- FreakAngels promo ad, artist Paul Duffield
- Author(s): Warren Ellis (writer) Paul Duffield (artist)
- Website: www.freakangels.com
- Current status/schedule: Ended
- Launch date: 15 February 2008
- End date: 5 August 2011
- Publisher: Avatar Press
- Genre: steampunk

= FreakAngels =

British post-apocalyptic webcomic

FreakAngels is a British post-apocalyptic webcomic created in 2008 by Eagle Award-winning writer Warren Ellis and artist Paul Duffield, and published in book format by Avatar Press. The plot focuses on twelve 23-year-old psychics living in Whitechapel six years after civilization in Great Britain is destroyed. The webcomic has received various awards and has been collected in a series of six volumes.

Crunchyroll adapted the webcomic into an animated series in January 2022.

== Publication history ==
Warren Ellis announced the project at the 2007 San Diego Comic-Con with the statement: "I've written two hundred pages and I still have no idea what it's about… it's retro-punk, it's near future steampunk" It was launched on 15 February 2008. New installments were released in six full-colour page episodes every week, a schedule that allows the story the chance to grow naturally.
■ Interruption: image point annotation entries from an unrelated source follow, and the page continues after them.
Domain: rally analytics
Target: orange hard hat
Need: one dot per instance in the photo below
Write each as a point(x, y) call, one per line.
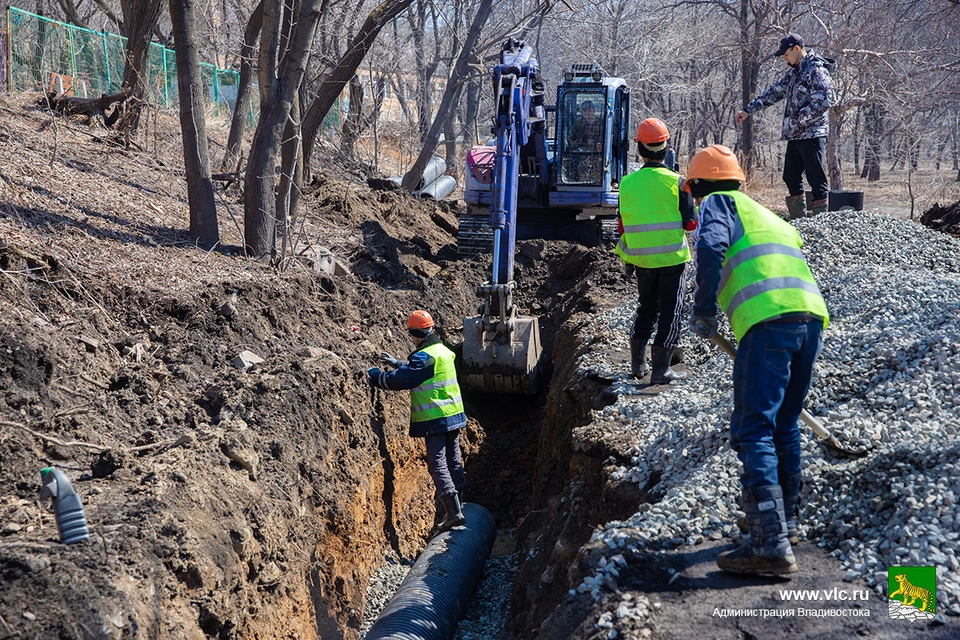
point(653, 134)
point(419, 320)
point(716, 162)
The story grew out of Ellis' question as to what would have happened if the Midwich Cuckoos had survived and grown to "disaffected and confused twenty-one-year-olds." The story builds on the legacy of John Wyndham's style of disaster fiction.

The series ran for 144 episodes, completing on Friday 5 August 2011. Duffield eventually moved on to his own webcomic project, The Firelight Isle.

== Synopsis ==
Ellis' synopsis of the plot involves characters "living in a post-flood London that they might possibly have had something to do with." The so-called FreakAngels, who possess telepathy and many other "special" abilities, such as space-time manipulation/distortion, and pyrokinesis, live in Whitechapel.

As the story progresses, eleven of the FreakAngels are introduced and their role in the community is expanded. For the most part cooperatively they have created a small community of roughly three hundred people with fresh water, watch towers, markets, home-grown vegetables and a medical clinic. Their society is threatened, however, externally from refugee attacks and internally from personal conflicts and crime.

==Reception==
Brian Warmoth of MTV News stated that FreakAngels works well because of the combination of the steampunk-styled imaginative prop design and the bleak, post-apocalyptic setting, as well as a well thought-out underlying mystery. However, Warmoth noted the ongoing nature of the comic being detrimental, as the big reveals hadn't happened yet during the review in 2009.

Larry Cruz from Comix Talk praised FreakAngels "subversive style of grittiness" and described the comic's dialogue as "a cut above prose you’d find in most novels." Characterizing the webcomic as "anti-steampunk", Cruz argued that went against steampunk tropes by setting the story in a post-apocalyptic setting rather than in an "age of science." Cruz stated that Ellis' high reputation as a writer is well deserved, as he "pours his heart and soul into FreakAngels". Critics have also argued that the cavalier treatment of psychological horror and sexual abuse inflicted on some characters is not consistent with the tone or aesthetic of the sometimes "silly and mundane" weekly web comic.

===Awards===
FreakAngels has won various awards:

- Won "Favourite Web-Based Comic" Eagle Award in 2010.
- Nominated for "Best Comic/Graphic Novel" British Fantasy Award in 2010.
- Won "Favourite Web-Based Comic" Eagle Award in 2012.

==Collected editions==
The series has been collected into trade paperbacks:
- Volume 1 (144 pages, November 2008, hardcover, ISBN 1-59291-057-2, softcover, ISBN 1-59291-056-4)
- Volume 2 (144 pages, May 2009, limited edition hardcover, ISBN 1-59291-072-6, softcover, ISBN 1-59291-071-8)
- Volume 3 (144 pages, November 2009, limited edition hardcover, ISBN 1-59291-078-5, softcover, ISBN 1-59291-079-3)
- Volume 4 (144 pages, June 2010, hardcover, ISBN 1-59291-095-5, softcover, ISBN 1-59291-094-7)
- Volume 5 (144 pages, January 2011, hardcover, ISBN 1-59291-116-1, softcover, ISBN 1-59291-115-3)
- Volume 6 (144 pages, November 2011, hardcover, ISBN 1-59291-134-X, softcover, ISBN 1-59291-133-1)

== Animated series ==
Crunchyroll Studios produced a 9-episode animated series based on the webcomic which was released on January 27, 2022.